|To the Editor: OHSAA needs to create separate public, private school tournaments|
|Written by Dan Sheperd|
|Friday, 01 November 2013 10:21|
It is time for the Ohio High School Athletic Association to create separate public and private high school tournaments.
I congratulate the Perrysburg and St. Ursula High School's volleyball teams on a successful year. Both programs are well run and highly respected.
St. Ursula's volleyball team wins the league on a regular basis, and makes a long run into the state tournament, almost yearly.
Perrysburg's volleyball team, although consistently competitive, does not always win the league and make long runs into the tournament.

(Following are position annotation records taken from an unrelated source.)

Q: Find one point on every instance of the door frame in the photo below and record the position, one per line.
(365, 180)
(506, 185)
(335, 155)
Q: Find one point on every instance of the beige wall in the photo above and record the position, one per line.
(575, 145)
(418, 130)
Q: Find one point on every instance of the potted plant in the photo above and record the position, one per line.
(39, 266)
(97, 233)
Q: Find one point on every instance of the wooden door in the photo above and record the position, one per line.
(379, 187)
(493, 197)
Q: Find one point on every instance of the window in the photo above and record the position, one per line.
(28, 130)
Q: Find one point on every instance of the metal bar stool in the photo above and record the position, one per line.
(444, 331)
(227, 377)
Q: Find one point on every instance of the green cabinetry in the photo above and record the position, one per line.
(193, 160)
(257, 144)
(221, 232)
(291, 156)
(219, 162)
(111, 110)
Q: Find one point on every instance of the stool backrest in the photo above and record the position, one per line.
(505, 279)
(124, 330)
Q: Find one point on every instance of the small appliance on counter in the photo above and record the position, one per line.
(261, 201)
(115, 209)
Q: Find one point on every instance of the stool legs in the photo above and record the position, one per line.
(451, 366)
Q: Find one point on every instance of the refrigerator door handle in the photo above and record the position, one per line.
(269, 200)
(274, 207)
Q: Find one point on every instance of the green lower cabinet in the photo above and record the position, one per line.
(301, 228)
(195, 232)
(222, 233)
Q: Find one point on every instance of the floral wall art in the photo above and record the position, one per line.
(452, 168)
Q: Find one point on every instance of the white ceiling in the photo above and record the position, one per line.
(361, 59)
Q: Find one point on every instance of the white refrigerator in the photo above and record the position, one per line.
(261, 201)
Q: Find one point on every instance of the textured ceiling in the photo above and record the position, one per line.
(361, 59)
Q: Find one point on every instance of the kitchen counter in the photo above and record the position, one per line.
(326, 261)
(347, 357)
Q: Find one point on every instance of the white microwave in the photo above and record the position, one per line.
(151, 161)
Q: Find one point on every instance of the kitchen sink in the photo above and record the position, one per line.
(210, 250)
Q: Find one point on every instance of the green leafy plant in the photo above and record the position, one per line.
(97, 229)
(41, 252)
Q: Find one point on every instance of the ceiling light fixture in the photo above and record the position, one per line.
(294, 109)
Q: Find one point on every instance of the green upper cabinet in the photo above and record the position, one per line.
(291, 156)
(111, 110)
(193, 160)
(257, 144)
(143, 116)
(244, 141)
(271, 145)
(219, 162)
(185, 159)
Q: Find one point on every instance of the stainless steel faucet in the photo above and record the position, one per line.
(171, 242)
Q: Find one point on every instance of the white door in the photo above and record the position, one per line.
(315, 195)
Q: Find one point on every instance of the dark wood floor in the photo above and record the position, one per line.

This year Perrysburg went from being a really good team to become a great team. However, despite years of training, great coaching, and a supportive student body, the dream for Perrysburg stopped last week when they were defeated by St. Ursula, a private school. The road to the state tournament ended too early for the Yellow Jackets because the deck was stacked against them from the beginning.
Let me be clear that I do not have a grudge against private schools. On the contrary, I respect the teams that they put together and the success that they have.
However, the Perrysburg volleyball team was denied an experience that they worked for and should have been allowed to enjoy, win or lose. My argument and recommendation here is that the Ohio High School Athletic Association needs to separate the high school tournaments in all sports into public only and private only. As a high school coach, in a public school, I am aware that year in and year out, I have to play the hand that is dealt to me. I can only have on my bench players that live within my school district.
Private schools, on the other hand can have players from almost anywhere. Perrysburg has players, predominantly from within their boundaries; St. Ursula can have players from any school district in the greater Toledo area.
I am not trying to diminish anything that private schools accomplish, I am only trying to level the playing field.
Private schools, overall, at my last investigation, make up about 13 percent of the total high schools in Ohio. However, private schools win around 70 percent of all volleyball championships in the state of Ohio. This dramatic over representation is seen in all sports, however, volleyball is usually the most pronounced.
It is time for the state to address this issue.